Picturing Papa tearing down that river to get me was terrifying, and I had to stop myself from running back into the trees to hide. Amber said she and the others would try to steer Papa to believing I’d gone north toward the cities, and they might not know the river came close to the road here even if they did follow me southward. It made more sense that they would travel the way I traveled if they wanted to catch my trail. I told myself that over and over, but part of me stayed scared. I sat down on the grassy riverbank and let the rushing sound and the sparkle of sun on water calm my mind.
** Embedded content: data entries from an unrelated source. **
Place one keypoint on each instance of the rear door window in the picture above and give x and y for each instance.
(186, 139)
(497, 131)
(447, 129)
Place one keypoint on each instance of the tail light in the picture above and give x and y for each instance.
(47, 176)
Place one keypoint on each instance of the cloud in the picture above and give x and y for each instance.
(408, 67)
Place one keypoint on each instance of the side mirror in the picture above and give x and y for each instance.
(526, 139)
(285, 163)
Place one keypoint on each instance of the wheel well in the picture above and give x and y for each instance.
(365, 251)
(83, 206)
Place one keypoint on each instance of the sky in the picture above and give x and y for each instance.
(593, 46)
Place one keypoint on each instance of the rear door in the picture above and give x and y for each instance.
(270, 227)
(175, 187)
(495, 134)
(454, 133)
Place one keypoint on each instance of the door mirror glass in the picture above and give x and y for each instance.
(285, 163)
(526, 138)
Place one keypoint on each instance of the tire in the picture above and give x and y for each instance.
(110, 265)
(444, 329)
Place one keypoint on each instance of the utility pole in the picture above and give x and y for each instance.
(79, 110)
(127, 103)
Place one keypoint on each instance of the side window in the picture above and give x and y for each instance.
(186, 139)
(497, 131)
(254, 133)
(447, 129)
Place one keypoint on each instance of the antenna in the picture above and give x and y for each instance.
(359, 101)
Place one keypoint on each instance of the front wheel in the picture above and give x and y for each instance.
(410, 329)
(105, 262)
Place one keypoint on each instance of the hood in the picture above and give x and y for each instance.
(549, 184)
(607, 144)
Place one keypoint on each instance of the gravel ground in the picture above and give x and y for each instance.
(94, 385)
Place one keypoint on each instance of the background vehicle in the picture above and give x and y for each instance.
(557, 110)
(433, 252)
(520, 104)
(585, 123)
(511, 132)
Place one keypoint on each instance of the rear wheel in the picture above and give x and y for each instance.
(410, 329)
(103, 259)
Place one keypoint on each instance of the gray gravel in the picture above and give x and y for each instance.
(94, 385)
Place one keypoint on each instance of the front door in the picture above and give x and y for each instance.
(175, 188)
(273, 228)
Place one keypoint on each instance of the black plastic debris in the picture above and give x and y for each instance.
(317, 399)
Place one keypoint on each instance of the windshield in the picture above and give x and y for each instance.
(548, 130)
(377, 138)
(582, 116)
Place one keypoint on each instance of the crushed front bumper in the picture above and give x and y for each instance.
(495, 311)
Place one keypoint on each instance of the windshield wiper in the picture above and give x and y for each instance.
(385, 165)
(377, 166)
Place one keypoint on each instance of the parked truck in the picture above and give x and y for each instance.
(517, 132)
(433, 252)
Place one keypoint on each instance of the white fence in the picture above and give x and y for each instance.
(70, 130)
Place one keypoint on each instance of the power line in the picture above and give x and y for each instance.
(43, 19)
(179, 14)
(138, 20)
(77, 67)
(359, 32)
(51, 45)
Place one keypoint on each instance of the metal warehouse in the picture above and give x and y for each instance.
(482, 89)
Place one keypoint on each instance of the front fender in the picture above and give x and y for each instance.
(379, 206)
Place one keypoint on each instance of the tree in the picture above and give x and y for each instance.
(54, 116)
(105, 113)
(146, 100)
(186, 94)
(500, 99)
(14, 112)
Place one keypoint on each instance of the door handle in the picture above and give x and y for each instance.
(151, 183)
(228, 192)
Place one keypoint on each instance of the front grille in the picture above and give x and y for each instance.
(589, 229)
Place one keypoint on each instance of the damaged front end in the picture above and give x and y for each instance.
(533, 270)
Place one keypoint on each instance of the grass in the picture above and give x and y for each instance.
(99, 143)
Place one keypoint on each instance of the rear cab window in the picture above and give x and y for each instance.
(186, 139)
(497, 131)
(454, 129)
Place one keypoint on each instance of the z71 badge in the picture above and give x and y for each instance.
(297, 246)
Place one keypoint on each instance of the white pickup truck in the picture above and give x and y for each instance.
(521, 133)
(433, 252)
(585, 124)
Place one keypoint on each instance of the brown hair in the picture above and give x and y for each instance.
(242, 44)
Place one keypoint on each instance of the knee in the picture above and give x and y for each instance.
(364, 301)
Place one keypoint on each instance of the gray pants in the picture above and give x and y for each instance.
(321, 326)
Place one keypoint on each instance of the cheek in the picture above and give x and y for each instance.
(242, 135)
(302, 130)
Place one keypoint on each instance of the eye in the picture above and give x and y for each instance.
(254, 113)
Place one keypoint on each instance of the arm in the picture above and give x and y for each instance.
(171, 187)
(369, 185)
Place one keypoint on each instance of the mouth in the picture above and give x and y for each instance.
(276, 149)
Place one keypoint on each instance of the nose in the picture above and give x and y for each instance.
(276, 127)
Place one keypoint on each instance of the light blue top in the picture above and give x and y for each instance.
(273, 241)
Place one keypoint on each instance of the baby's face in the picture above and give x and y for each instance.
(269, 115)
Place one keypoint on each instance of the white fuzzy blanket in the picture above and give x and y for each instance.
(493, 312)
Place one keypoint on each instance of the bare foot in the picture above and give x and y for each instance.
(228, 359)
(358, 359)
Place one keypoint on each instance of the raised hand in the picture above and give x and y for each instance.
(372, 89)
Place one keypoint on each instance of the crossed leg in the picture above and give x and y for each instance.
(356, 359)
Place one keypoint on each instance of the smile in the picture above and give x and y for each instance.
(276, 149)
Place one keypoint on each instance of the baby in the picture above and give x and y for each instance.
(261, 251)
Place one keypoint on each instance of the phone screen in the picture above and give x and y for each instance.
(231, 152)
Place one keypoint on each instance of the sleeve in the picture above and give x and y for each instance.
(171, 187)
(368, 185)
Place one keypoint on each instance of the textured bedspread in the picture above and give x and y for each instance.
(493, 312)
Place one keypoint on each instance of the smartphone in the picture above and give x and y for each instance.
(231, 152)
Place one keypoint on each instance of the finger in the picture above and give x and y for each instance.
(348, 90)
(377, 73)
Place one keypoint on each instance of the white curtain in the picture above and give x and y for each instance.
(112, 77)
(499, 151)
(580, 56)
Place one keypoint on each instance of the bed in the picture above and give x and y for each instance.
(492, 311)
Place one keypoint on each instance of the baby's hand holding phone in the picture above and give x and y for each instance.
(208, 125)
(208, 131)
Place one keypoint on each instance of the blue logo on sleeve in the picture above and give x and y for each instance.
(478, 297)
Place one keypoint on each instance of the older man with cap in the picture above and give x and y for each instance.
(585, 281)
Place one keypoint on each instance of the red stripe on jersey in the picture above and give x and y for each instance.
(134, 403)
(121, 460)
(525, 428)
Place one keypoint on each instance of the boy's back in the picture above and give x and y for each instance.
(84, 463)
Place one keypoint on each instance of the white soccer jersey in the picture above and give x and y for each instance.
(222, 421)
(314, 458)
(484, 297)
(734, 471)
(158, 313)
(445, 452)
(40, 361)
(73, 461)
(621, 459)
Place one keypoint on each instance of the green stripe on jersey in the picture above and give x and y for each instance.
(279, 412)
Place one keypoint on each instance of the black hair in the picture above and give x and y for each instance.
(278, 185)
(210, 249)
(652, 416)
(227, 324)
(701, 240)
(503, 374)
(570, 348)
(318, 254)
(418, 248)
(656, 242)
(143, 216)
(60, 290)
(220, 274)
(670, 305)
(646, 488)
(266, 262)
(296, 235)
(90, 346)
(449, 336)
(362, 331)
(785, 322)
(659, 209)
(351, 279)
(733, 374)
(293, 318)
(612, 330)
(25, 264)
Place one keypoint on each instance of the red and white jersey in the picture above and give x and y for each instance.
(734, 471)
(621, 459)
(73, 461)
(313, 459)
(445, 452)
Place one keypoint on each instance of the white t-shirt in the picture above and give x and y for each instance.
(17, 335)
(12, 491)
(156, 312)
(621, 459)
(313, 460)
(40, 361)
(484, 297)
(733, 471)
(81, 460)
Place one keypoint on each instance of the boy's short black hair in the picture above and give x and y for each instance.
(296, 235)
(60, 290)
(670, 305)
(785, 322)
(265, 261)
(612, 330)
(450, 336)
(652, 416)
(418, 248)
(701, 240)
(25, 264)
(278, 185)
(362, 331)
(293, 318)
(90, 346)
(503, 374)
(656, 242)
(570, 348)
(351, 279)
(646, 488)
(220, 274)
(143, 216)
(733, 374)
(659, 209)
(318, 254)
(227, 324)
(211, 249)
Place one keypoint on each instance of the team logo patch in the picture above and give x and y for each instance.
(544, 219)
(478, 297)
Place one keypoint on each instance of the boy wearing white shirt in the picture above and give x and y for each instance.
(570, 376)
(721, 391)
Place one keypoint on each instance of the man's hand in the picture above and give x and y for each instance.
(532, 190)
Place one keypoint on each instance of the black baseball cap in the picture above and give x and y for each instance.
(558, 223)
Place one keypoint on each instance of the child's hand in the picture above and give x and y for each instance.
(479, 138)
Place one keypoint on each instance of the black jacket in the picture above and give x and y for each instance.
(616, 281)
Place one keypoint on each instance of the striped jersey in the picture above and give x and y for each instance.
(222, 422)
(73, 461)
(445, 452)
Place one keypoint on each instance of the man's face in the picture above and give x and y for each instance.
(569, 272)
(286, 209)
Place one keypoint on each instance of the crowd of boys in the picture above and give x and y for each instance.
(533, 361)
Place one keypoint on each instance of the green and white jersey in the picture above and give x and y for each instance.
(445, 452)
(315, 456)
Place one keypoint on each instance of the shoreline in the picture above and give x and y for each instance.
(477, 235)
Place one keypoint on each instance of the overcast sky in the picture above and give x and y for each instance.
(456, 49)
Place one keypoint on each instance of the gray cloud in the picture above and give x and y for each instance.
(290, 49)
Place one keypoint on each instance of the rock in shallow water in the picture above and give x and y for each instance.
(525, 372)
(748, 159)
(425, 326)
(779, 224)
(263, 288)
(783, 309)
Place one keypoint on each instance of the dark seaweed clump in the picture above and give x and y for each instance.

They wouldn’t follow me down the river, I thought. They would stick to the road. I wished he wouldn’t follow me at all, but I knew he would never let me go that easily. He would hunt me down and punish me, and I would be even worse off than before I left.

The water looked cool and inviting, and I wanted nothing more than to jump in and rinse off, hot and dirty and scratched up as I was. But the banks were rocky and steep, and the current was swift. I decided it was safer to stay put on the wide, flat shelf of rocks that overlooked it. I could see a long way upstream, too, so I knew I’d have time to run and hide at the first sign of a boat. I noticed a long, thin branch on the ground not far from where I sat, so I dug around in Amber’s pack, and sure enough, I found a roll of fishing line with a couple of hooks wrapped in a little square of paper. My food was already running thin, and I thought if I could catch a fish or two, I’d be in better shape to keep going. I tied some of the line to the end of the branch and tied a hook onto the loose end, then walked around a little until I found a flat rock near the tree line that was small and loose enough for me to pry it up and see the beetles and crickets scrambling away from the light. I caught a cricket and threaded it onto the hook, and I was ready to fish.

I knew I should keep moving. I had to be getting close to Eufaula now, maybe a day’s walk or so to go. I should have been in a rush to get there, but here I was, hanging back. What did I know about this place or what I would find there? If my mama really was at Lake Point, then she wouldn’t be alone. How many people were there, and why? What kind of life had she been living all these years without me? Was she happy? And how did I feel about that if she was?

I needed to believe that if there were people surviving and building a life together at Lake Point, that was a sign that God was ready to let the world heal. It might not matter so much then that I had run away from my place in the family. If everything was God’s plan, did it even matter what I did? Wouldn’t that mean my running away was also His plan? I had heard Papa Solomon talk again and again about free will, but it was still confusing. What if the virus hadn’t happened and the world was still full to bursting with people and babies and children? Would I matter less? Was I more important to God now that there were so few of us left? Did I matter more than others because I might be able to have a baby? Did God care less about Billie and Rachel and Amber than he did about my mother because they couldn’t have children? I didn’t like to think so. But how could I know the mind of God?

It wasn’t too late, I knew. I’d been gone for four days, long enough that they’d be angry but short enough that things could still go back to normal. I could always turn around and go home. But even as I thought so, I knew that I couldn’t really. Or wouldn’t. All my life, I’d been taught to submit to His will, but I couldn’t submit to this. I could not give myself over to that man to be touched in that way, no matter what the rewards might be. There had to be another way. And then I had a thought that made me jump up and laugh. Of course! I might be one of the only fertile females left in the world, but Zeke Johnson wasn’t the only fertile man. And if there were other people at Lake Point with my mother, surely some of them were men, maybe even boys my own age. I could go there and make my own choice. This was the answer, I just knew it.